From mboxrd@z Thu Jan  1 00:00:00 1970
From: George Dunlap <george.dunlap@eu.citrix.com>
Subject: Re: credit2 question
Date: Thu, 24 Jan 2013 10:56:19 +0000
Message-ID: <51011353.1020709@eu.citrix.com>
References: <5100F37702000078000B8FC2@nat28.tlf.novell.com>
	<5101039E.4060504@eu.citrix.com>
	<5101159F02000078000B90DC@nat28.tlf.novell.com>
	<510107E7.7050701@eu.citrix.com>
	<51011E2802000078000B910E@nat28.tlf.novell.com>
Mime-Version: 1.0
Content-Type: text/plain; charset="us-ascii"; Format="flowed"
Content-Transfer-Encoding: 7bit
Return-path: <xen-devel-bounces@lists.xen.org>
In-Reply-To: <51011E2802000078000B910E@nat28.tlf.novell.com>
List-Unsubscribe: <http://lists.xen.org/cgi-bin/mailman/options/xen-devel>,
	<mailto:xen-devel-request@lists.xen.org?subject=unsubscribe>
List-Post: <mailto:xen-devel@lists.xen.org>
List-Help: <mailto:xen-devel-request@lists.xen.org?subject=help>
List-Subscribe: <http://lists.xen.org/cgi-bin/mailman/listinfo/xen-devel>,
	<mailto:xen-devel-request@lists.xen.org?subject=subscribe>
Sender: xen-devel-bounces@lists.xen.org
Errors-To: xen-devel-bounces@lists.xen.org
To: Jan Beulich <JBeulich@suse.com>
Cc: xen-devel <xen-devel@lists.xen.org>
List-Id: xen-devel@lists.xenproject.org

On 24/01/13 10:42, Jan Beulich wrote:
>>>> On 24.01.13 at 11:07, George Dunlap <george.dunlap@eu.citrix.com> wrote:
>> On 24/01/13 10:06, Jan Beulich wrote:
>>>>>> On 24.01.13 at 10:49, George Dunlap <george.dunlap@eu.citrix.com> wrote:
>>>> On 24/01/13 07:40, Jan Beulich wrote:
>>>>> George,
>>>>>
>>>>> I'm getting puzzled by the second c2t() invocation in
>>>>> csched_runtime(): Why is the difference of credits being passed
>>>>> here? Doesn't that (unless svc->credit is non-positive, i.e. in all
>>>>> but unusual cases) guarantee time > ntime, and particularly
>>>>> allow for negative ntime?
>>>> Ah, right -- yes, if the other guys' credit is positive, "ntime" is
>>>> guaranteed to be lower.  Since c2t() involves integer division, it would
>>>> definiteyl be good to get rid of the extra call if we can.
>>>>
>>>> My general principle is to make the code clear and easily readable
>>>> first, and then do optimization afterwards -- in this case I just never
>>>> came back and did the optimization step.
>>> Oh, I wasn't thinking of just the optimization. It seemed wrong to
>>> me to do the subtraction there in the first place: "time" is being
>>> calculated from a plain value, so why would "ntime" be calculated
>>> from a delta?
>> Ah, right -- so the idea here was to run until snext->credit was equal
>> to svc->credit.  That's why the delta.
> Which then means that under normal circumstances you would
> always only run each vCPU for CSCHED_MIN_TIMER, which
> seems quite odd.

Only when both domains are burning cpu -- which in my tests, even for 
very busy domains, was very rarely the case.  This is particularly in 
the case of HVM domains, where there are regular MMIO accesses that 
throw everything into a bit of a kilter. :-)

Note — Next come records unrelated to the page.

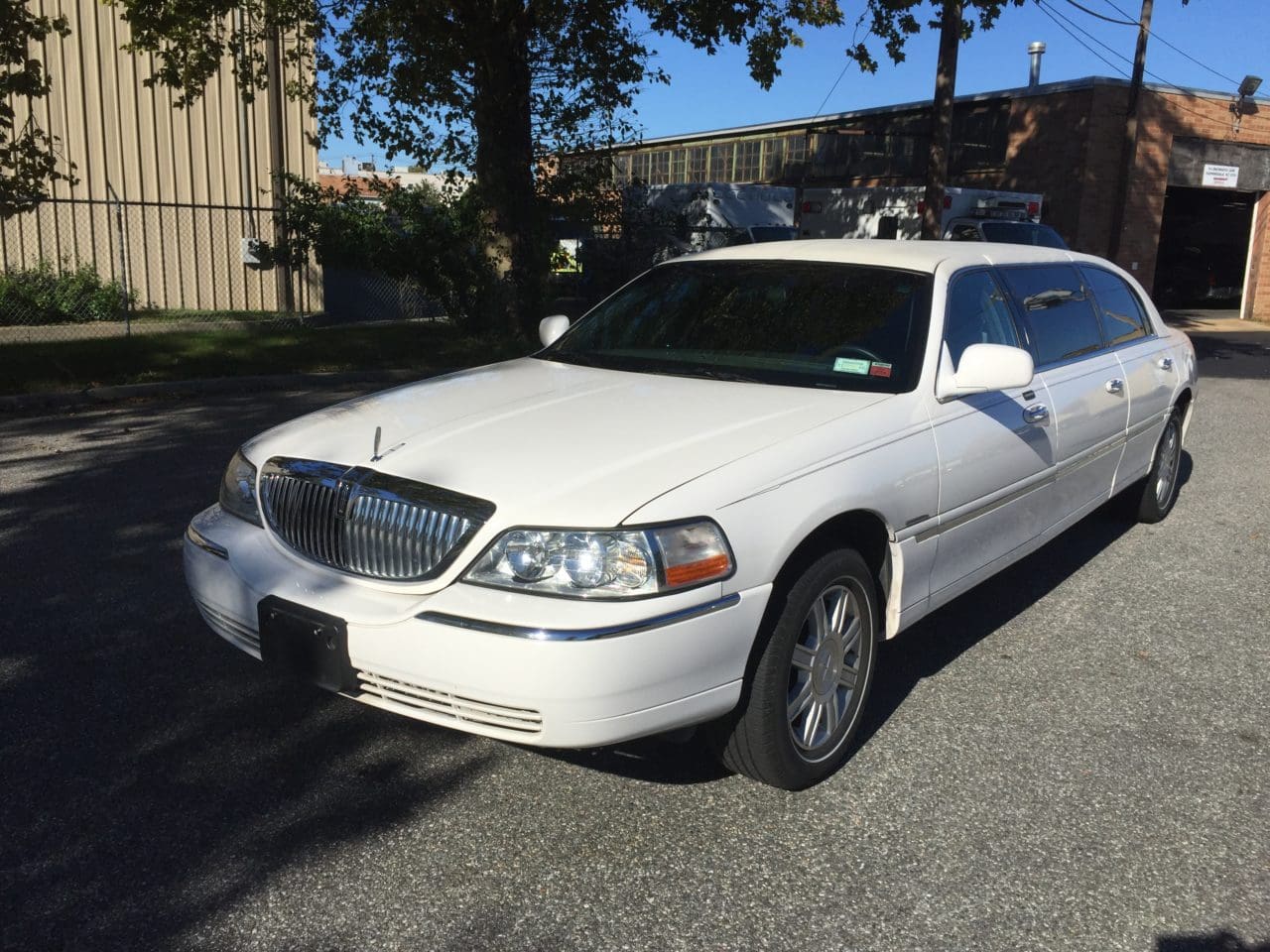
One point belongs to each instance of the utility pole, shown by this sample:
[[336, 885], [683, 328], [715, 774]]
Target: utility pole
[[942, 121], [1129, 150], [286, 298]]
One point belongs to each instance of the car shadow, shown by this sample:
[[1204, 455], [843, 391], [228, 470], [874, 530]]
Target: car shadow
[[1214, 942], [944, 635], [921, 652]]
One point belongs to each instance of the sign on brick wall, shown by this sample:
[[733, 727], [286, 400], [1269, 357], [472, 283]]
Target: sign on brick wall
[[1220, 176], [1205, 163]]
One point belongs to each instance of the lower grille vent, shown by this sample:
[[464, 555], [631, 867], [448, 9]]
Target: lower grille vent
[[449, 706], [229, 627]]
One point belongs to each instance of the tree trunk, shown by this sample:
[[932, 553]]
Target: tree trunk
[[504, 166], [942, 121]]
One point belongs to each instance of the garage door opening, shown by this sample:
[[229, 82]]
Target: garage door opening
[[1203, 246]]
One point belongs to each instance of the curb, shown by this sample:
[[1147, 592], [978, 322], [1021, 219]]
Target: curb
[[102, 397]]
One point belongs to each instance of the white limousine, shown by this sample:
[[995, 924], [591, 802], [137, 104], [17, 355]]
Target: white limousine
[[706, 500]]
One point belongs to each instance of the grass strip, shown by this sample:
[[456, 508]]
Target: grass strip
[[77, 365]]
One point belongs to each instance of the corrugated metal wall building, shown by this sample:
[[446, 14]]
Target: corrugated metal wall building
[[166, 194]]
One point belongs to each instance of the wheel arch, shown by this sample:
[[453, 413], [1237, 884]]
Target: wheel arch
[[1185, 405], [866, 532]]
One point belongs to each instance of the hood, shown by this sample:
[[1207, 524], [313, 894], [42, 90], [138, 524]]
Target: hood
[[557, 444]]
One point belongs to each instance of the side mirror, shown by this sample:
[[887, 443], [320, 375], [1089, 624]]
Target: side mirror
[[552, 327], [983, 368]]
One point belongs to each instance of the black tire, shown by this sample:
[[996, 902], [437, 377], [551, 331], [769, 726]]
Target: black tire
[[1155, 497], [763, 738]]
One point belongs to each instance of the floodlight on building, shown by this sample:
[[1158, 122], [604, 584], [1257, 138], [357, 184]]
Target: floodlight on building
[[1243, 103]]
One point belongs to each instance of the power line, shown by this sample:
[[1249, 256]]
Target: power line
[[1093, 13], [1055, 17], [1080, 42], [832, 87], [1179, 50]]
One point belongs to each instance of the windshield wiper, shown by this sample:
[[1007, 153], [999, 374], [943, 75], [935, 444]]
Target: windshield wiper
[[580, 359], [716, 373]]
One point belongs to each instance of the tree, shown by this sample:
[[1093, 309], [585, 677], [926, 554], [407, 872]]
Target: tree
[[493, 86], [893, 22], [30, 158]]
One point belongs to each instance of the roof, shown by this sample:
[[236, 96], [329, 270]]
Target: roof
[[1014, 93], [910, 255]]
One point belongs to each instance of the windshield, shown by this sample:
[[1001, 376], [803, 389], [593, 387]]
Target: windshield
[[806, 324], [1021, 234]]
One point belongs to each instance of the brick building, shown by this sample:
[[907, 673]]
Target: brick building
[[1197, 209]]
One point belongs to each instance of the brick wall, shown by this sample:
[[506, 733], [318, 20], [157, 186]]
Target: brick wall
[[1046, 153], [1164, 116]]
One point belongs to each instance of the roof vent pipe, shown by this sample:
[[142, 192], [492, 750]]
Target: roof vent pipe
[[1035, 51]]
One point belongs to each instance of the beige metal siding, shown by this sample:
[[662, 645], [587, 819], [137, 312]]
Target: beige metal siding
[[177, 172]]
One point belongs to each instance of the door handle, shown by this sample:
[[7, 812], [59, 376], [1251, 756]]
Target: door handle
[[1037, 413]]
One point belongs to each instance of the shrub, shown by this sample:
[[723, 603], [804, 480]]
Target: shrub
[[50, 295]]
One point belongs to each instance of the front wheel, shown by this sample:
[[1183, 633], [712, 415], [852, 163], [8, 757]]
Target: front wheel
[[803, 702]]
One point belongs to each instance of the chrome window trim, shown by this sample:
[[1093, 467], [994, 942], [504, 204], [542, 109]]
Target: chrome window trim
[[518, 631]]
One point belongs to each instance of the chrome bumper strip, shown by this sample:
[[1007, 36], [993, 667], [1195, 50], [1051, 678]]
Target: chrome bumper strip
[[204, 543], [517, 631]]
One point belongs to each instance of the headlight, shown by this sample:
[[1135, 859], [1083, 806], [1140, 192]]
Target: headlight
[[606, 563], [238, 489]]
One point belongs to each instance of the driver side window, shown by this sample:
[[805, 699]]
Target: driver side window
[[976, 313]]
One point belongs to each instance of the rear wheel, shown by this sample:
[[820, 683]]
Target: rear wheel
[[1160, 489], [803, 702]]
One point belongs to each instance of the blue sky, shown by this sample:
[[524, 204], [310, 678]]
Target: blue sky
[[715, 91]]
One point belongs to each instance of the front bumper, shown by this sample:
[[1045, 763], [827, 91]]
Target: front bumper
[[526, 667]]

> Wouldn't it be more fair to do e.g.
>
>              if ( time > ntime )
>                  time = (time + ntime) / 2;
>
> since otherwise at the expiry of the time the two vCPU-s have
> equal credit, whereas you would generally expect a vCPU that
> just finished running to have lower credit than the next one to
> run?

The divide by two thing would either get just variations of runtimes, or 
always MAX_TIMER.  Suppose we have "burner" vcpus v1 and v2 (and we 
didn't have the 'max'): Just after the "reset", everyone's credit is 
around 10ms; so this would cause v1 to run for (10+(10-10))/2 == 5ms, 
then v2 to run for (10+(10-5))/2=7.5ms (!), then v1 to run for 
(5+(5-2.5))/2 = 3.75ms, &c.

We could do the average after applying MAX, but then you just get a 
"steady state" for burners of (MIN+MAX)/2.

In any case, scheduling is like economics: apparently simple minor 
changes can have really big effects, so you need to be very careful 
about changing things without doing experiments first; and I don't 
really have time at the moment.  The current one is known to be at least 
"not awful", so I think we should just stick with it until someone can 
take a proper look at potential alternatives. :-)

> But as you validly said earlier, avoiding the c2t() in cases where we
> can tell up front that "time" would end up below CSCHED_MIN_TIMER
> (particularly zero or negative) would be desirable. I'd prefer to
> leave doing that to you though.

I've already started. :-)

  -George